Below are PNGs for original's 1x RGBA and indexed versions (click to enlarge):
Now both versions upscaled 4x (I didn't reduce so we could actually see the differences):
Now with RGBA conversion before resizing and, at last, my suggestion (index > rgba > resize > index):
As I said after these tests I'm not sure how much the pre-resize RGBA conversion step really helps. We indeed get different distribution of tints but IMO not enough to justify image size. I see:
removing metadata and compressing will also help but... what about trying to learn of what others have done on image optimization before? @keul listed some image optimizers on https://github.com/collective/collective.optimage; if the PR associated with this issue is going to solve only the PNG use case, we can leave the door open for the others.
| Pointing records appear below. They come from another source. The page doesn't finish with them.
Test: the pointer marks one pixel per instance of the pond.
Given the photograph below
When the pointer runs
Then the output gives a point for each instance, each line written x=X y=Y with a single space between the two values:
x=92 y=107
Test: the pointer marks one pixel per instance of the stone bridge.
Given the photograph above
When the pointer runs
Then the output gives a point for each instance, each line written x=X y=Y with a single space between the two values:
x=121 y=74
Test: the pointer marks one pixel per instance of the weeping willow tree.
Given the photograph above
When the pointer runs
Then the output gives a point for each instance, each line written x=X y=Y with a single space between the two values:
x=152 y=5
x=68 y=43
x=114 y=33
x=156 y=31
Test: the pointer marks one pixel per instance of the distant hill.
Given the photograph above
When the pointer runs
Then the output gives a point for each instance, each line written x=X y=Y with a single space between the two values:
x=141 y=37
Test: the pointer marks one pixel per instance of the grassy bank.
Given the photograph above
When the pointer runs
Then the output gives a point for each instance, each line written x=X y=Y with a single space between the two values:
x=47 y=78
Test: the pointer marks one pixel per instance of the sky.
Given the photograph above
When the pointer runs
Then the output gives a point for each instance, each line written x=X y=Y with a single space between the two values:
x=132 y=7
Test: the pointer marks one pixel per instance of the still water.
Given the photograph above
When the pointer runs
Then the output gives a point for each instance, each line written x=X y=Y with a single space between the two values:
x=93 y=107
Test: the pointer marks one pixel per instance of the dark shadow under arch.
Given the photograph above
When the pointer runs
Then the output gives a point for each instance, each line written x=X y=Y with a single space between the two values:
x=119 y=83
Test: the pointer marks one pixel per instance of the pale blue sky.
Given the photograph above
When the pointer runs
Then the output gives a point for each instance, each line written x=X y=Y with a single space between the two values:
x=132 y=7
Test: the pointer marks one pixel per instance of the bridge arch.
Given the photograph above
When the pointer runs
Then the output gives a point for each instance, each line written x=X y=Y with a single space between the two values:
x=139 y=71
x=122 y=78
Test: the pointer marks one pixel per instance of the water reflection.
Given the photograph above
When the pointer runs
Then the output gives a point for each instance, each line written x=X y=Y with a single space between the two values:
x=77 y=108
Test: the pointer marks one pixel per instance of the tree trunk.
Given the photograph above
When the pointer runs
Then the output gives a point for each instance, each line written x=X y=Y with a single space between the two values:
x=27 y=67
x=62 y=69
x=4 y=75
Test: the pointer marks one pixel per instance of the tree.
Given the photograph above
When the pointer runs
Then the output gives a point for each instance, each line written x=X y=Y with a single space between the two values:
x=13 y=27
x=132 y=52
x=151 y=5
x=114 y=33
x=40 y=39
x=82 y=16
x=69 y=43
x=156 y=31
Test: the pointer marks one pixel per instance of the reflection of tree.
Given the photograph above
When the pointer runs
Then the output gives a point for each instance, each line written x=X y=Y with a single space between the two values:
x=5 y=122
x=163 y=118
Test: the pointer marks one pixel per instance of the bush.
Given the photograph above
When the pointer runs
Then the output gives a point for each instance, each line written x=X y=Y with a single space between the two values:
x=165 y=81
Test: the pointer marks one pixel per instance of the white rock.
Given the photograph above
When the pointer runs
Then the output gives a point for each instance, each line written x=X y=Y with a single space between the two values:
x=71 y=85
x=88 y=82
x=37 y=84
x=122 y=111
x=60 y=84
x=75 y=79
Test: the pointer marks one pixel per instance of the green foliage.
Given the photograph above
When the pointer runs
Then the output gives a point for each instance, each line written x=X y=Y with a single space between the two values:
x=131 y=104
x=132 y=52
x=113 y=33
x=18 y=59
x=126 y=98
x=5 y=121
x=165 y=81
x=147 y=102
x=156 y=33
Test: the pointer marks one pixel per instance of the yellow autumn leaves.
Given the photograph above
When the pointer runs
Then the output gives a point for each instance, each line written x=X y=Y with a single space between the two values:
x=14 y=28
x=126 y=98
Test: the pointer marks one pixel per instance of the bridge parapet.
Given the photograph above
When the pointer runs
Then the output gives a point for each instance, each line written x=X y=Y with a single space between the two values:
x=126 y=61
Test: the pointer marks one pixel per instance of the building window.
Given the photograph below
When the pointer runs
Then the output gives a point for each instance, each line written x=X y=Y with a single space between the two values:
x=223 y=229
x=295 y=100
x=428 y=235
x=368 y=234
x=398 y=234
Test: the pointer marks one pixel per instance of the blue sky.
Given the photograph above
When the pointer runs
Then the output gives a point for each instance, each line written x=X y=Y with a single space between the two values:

@davilima6 the image you selected is, IMO, the typical example of when not to use PNG; that image is smaller as a JPEG as a quick test shows: the original is 76K while the JPEG version is 75K (created using the GIMP using the same quality settings as the original, 85% compression).
@mamico the image used in plone.scale tests (Simplon's logo) is also a bad example of a PNG: it has a palette of 99 colors instead of just 4 (2 greens, black and white); that could explain why the scales are bigger than the original as they could contain even more colors.
Given the above analysis I would say its save to go back to indexed mode after scaling.
@didrix Is your branch ready for a PR? If so: Go go go :)
@hvelarde if we open plone.scale for further optimizations I'd make it pluggable first, i.e. by looking for adapters providing further functionality.
@hvelarde, it's not only your opinion: this image should never be saved as PNG for production. However file size wasn't a goal when making this analysis. Instead I wanted to generate the maximum amount of noise on conversions and resizes over more complicated graphic effects we do find in indexed images - as mentioned, gradients, shadows and edges that would likely receive anti-alias treatment when resizing, thus creating difficult to reindex pixel.
If you still think it was a bad choice for this analysis and that some other kind of image would behave differently, feel free to point me to other samples and I can repeat the tests. Thanks.
@davilima6 I though the title of the issue was "PNG filesize growth with plone.scale" ;-)
@hvelarde, it seems you missed @jensens question about quality vs reindexing one comment before my first.
@davilima6 you're right, now I understood the whole thing; sorry about the noise.
plone.scale increases the file size of images of type PNG.